The big difference is in where the fish were caught. The science behind freshwater or ocean fish consumption is fairly simple: freshwater fish, at least in the United States, tend to have more parasites. 

Scientists are calling for caution when selecting raw fish for consumption as our demand for it expands across the globe. In a review published earlier this year, researchers updated the current understanding of food safety hazards of raw fish. 

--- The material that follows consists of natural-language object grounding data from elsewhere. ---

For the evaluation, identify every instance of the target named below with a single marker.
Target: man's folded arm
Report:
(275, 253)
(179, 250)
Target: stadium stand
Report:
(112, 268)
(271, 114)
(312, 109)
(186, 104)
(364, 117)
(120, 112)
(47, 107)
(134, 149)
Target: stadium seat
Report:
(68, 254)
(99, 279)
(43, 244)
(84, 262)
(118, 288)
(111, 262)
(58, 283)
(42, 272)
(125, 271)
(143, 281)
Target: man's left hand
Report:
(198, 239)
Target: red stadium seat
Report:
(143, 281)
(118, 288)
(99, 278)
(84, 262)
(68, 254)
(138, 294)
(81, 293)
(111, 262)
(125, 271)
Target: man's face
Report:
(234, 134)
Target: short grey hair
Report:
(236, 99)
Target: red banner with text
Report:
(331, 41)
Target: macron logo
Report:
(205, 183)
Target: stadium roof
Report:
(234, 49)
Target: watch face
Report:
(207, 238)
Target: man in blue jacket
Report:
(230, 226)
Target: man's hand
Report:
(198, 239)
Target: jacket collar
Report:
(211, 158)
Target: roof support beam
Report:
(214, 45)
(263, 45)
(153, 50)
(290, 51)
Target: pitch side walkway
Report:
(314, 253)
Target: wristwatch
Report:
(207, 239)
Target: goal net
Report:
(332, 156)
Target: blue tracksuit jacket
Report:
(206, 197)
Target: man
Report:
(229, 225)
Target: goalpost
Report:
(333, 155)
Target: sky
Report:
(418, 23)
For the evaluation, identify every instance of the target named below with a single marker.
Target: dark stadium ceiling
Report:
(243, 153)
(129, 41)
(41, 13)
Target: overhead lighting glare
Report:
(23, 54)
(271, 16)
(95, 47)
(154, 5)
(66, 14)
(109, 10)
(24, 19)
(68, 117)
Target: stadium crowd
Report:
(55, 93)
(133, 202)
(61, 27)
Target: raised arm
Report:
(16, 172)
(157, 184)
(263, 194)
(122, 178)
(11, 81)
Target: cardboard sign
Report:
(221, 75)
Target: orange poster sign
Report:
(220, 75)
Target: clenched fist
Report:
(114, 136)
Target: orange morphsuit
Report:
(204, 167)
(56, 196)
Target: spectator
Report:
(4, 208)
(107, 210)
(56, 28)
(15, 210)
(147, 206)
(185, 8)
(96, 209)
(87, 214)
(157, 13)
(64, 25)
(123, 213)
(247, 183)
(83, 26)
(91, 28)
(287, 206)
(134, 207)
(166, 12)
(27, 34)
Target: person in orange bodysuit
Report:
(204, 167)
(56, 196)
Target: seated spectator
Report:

Microscopic creatures such as Diphyllobothriidae (a type of tapeworm) can cause horrible illness when consumed, leading to diarrhea and intestinal issues in humans. One of the best ways to get rid of these parasites is by cooking the fish, whether by frying or baking at a certain temperature. If you’ve ever caught food poisoning from seafood, you’ll know it is perhaps the most painful version of a stomach bug. There are exceptions to this need for ocean caught fish rule for raw consumption in other countries. Namely, that is the eel, which is smoked and then prepared with a sugar-based sauce. Other problematic fish, such as mackerel, are pickled.

How fish is prepared is another reason why sushi is often ocean fish. Most ocean caught fish are frozen immediately after catching and butchering. This kills most of their potential parasites. Once the fish is frozen, it can be safely transported to a wide variety of destinations, including places far from local coasts, and inspected for parasites.